Overview and Installation of the Benchmarking code

Our benchmarking code contains several features:

Automatic dataset download
Running models (parallelized) with automatic scheduling, trying to respect RAM constraints
Evaluation and plotting

Installation

Our code has been tested with python 3.9 and 3.10. After cloning/forking the repo, the required libraries can be installed as follows:

# in the repo folder:
pip3 install -e .[extra,hpo,bench]

Note that the version requirements in our pyproject.toml are somewhat restrictive to avoid problems, they can potentially be relaxed.
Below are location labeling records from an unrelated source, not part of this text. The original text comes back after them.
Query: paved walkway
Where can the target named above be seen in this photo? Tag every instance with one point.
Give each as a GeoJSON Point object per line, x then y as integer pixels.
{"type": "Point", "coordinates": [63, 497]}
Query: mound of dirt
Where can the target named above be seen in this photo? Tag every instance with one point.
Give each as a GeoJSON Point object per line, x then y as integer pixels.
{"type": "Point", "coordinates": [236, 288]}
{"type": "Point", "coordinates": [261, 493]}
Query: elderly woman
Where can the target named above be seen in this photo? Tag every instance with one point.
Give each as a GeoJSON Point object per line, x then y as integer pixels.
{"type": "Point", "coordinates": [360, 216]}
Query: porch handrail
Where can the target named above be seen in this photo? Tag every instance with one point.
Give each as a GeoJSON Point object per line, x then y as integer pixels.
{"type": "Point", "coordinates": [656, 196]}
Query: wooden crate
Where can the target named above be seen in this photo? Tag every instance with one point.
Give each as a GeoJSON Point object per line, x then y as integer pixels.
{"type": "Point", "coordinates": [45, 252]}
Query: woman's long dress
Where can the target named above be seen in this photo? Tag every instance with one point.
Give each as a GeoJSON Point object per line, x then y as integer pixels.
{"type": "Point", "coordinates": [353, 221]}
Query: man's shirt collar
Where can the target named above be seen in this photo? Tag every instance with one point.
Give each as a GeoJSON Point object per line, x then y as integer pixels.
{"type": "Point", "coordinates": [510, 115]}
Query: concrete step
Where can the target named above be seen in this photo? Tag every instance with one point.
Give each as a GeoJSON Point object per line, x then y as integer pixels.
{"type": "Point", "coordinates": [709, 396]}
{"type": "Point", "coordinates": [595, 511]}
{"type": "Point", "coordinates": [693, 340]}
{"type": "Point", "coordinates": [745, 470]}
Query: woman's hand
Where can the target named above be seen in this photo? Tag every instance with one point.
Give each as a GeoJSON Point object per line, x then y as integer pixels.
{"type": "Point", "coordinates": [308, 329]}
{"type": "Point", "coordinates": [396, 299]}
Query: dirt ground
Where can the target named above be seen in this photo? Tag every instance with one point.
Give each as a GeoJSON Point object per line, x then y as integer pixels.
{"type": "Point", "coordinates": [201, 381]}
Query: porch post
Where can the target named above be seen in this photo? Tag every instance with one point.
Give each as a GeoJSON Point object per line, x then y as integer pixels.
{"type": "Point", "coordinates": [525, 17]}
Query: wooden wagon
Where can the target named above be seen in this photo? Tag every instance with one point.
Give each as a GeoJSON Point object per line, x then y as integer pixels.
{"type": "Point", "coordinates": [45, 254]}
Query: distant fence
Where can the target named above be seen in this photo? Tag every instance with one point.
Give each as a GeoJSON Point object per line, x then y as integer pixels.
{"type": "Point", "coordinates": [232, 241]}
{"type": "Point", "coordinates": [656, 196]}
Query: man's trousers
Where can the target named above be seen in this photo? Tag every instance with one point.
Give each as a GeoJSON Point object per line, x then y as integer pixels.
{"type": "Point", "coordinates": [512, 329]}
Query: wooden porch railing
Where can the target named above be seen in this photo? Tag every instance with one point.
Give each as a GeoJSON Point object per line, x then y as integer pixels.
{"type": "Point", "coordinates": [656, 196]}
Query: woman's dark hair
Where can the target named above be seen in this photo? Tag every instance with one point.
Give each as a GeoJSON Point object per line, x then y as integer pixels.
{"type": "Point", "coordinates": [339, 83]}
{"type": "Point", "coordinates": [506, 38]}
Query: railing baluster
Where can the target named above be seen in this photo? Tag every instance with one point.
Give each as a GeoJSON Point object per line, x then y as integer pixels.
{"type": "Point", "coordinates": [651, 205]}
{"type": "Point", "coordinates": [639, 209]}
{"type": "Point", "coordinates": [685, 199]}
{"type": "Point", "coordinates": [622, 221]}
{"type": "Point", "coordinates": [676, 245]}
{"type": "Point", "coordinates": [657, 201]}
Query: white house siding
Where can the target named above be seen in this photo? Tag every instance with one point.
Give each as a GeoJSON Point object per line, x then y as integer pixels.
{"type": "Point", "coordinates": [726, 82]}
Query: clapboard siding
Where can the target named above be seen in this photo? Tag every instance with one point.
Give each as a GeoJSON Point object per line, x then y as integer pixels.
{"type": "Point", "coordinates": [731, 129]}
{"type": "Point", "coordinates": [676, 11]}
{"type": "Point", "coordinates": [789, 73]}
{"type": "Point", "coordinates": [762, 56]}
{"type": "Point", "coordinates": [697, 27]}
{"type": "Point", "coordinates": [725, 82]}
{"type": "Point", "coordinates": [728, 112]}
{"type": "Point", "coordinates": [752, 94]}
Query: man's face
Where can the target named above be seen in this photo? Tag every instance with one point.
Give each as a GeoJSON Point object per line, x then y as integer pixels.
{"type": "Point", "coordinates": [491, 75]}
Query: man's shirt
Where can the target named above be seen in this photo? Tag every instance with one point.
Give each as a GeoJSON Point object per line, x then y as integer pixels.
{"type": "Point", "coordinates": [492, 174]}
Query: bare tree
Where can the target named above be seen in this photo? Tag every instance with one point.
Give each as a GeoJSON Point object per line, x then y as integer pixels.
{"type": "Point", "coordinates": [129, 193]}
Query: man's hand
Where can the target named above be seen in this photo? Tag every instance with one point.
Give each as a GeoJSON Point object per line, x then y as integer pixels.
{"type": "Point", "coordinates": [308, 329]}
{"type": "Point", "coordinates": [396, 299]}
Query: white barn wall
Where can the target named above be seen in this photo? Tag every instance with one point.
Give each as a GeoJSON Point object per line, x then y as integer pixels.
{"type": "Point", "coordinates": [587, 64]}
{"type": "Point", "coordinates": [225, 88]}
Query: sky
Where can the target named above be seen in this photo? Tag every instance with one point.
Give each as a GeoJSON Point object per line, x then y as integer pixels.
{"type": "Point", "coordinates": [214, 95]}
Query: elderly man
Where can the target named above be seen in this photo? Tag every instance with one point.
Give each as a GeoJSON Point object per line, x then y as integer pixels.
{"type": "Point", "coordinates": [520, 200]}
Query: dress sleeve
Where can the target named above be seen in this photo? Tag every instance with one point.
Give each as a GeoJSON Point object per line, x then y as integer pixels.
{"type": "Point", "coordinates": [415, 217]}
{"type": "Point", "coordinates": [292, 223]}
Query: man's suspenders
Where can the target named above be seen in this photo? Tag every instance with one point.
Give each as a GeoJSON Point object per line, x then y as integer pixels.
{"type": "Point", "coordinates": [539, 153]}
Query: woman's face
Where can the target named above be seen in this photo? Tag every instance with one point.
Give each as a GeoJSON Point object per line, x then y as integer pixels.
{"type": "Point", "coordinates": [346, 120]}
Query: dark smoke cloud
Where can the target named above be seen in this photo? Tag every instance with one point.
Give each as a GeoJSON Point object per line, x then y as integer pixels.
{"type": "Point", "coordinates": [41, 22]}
To more closely reproduce the installation we used for running the benchmarks, we refer to the configuration files in the original_requirements folder:

The pip-only requirements in requirements_2024_06_25.txt were used to compute many of the older NN results (not TabR).
The conda requirements in conda_env_2024_06_25.yml and conda_env_2024_10_28.yml were used to compute GBDT-HPO results and TabR results as well as a few newer NN results. They can be installed as a new conda environment using conda env create -f conda_env_2024_10_28.yml. Note that the older of the two conda environments was very slow for TabR on some datasets since it uses an older torchmetrics version with slow implementations.

Using Sphinx Documentation

Go to the repo root dir and run

sphinx-apidoc -o docs/source/ pytabkit
sphinx-build -M html docs/source/ docs/build/

then open docs/build/html/index.html.